Bunlar da ikiye ayrılır:
- Sert olup ateşte eriyen ve kalıp hale gelebilenler: Bu tür madenlere altın,
gümüş, bakır, kalay, nikel, kurşun, demir vb. örnek verilebilir. Sadece bu
çeşit madenler, zekâta tâbidir.
- Sert olup ateşte erimeyen ve sıvı hale gelmeyenler:
Kireç, mermer, kömür, alçıtaşı, yakut, zümrüt, elmas vb. madenler bu türe örnektirler. Bu çeşit madenler zekâta tâbi değildir.
Bütünü toprak sahibine, sahibi yoksa bulana ait olur. Bu sebeple devlet toprakları içinde bulunan bu gibi madenler devlete ait olduğundan zekâta tâbi değildirler.
Şu halde altın ve gümüş gibi ısıyla eritilip şekillendirilen diğer madenler onlara kıyas edilerek zekâta tâbi olurlar.
b. Sıvı madenler.
Petrol, civa, su, tuz ve benzeri sıvı madenler zekât dışıdırlar.

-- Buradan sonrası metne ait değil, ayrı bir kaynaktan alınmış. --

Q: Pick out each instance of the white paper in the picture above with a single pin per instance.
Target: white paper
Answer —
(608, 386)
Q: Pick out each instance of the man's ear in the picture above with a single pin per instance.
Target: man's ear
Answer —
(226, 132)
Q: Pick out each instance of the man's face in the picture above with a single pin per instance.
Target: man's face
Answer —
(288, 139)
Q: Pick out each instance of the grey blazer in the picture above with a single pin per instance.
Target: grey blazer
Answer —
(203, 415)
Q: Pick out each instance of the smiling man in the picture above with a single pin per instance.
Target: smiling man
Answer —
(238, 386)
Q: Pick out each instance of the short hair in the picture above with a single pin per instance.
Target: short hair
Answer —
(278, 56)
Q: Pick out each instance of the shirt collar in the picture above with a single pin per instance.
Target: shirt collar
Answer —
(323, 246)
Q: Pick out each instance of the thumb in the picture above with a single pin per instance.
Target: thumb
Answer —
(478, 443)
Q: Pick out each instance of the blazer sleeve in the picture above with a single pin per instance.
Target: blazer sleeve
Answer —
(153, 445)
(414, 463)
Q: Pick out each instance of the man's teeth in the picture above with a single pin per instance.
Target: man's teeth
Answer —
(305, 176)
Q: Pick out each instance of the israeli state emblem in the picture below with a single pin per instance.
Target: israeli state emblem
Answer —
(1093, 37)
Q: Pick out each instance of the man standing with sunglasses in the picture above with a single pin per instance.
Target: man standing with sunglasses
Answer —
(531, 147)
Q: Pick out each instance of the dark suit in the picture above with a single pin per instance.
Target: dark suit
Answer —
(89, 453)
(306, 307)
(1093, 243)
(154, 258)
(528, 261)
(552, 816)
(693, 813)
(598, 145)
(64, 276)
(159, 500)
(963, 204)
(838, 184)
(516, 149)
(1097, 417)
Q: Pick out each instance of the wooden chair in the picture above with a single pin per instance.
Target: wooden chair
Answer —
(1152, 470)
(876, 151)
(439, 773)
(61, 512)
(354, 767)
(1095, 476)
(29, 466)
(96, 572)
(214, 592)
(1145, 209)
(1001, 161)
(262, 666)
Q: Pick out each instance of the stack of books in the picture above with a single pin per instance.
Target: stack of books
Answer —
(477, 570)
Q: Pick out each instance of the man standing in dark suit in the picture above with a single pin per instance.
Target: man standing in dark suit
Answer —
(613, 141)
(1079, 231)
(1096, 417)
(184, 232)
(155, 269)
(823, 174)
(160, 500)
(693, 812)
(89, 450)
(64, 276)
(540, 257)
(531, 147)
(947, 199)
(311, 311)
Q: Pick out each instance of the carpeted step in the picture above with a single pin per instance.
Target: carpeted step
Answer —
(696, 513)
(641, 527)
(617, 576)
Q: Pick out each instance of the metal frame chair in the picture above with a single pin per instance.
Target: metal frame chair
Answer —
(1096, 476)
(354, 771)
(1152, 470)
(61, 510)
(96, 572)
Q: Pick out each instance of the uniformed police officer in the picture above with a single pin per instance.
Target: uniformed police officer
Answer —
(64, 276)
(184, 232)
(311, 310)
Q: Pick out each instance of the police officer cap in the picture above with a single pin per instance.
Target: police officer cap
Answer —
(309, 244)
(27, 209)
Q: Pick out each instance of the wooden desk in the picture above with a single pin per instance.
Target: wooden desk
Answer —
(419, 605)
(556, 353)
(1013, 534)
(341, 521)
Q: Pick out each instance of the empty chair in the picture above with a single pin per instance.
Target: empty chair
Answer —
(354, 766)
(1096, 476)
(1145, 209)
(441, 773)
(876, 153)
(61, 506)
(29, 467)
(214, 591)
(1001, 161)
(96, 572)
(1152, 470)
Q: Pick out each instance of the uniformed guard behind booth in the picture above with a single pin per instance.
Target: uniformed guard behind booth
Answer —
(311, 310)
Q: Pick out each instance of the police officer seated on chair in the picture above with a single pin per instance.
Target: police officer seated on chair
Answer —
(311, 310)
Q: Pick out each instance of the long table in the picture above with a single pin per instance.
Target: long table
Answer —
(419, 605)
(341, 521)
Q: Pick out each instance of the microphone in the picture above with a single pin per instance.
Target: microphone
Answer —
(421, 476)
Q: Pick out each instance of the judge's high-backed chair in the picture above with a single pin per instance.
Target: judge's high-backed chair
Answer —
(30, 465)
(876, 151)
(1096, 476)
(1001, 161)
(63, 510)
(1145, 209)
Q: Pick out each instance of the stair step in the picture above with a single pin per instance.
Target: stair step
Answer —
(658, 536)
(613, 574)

Madenlerin zekât oranı Hanefîlere göre %20, diğer üç mezhebe göre
%2,5’tur. Hanefîler madende nisap şartı aramamışlardır. Maden zekâtı,
maden çıktığında ve temizlenmesinden sonra ödenir. Maden geliri –zekâttan
farklı olarak- fey gibi kabul edilir ve ayetlerde (el-Haşr 59/6-7) belirlenmiş
oranlarda ilgili kalemlere harcanır.
Eski milletler ve insanlar tarafından yeraltına gömülen ve halk arasında
hazine/gömü denen altın veya para vb. dolu küp, eşya gibi mallar ile deprem ve yer çökmesiyle yeraltında kalan mallara kenz, define veya gömü denir. Defineler için nisaba ulaşma ve havelân-ı havl şartı aranmaz.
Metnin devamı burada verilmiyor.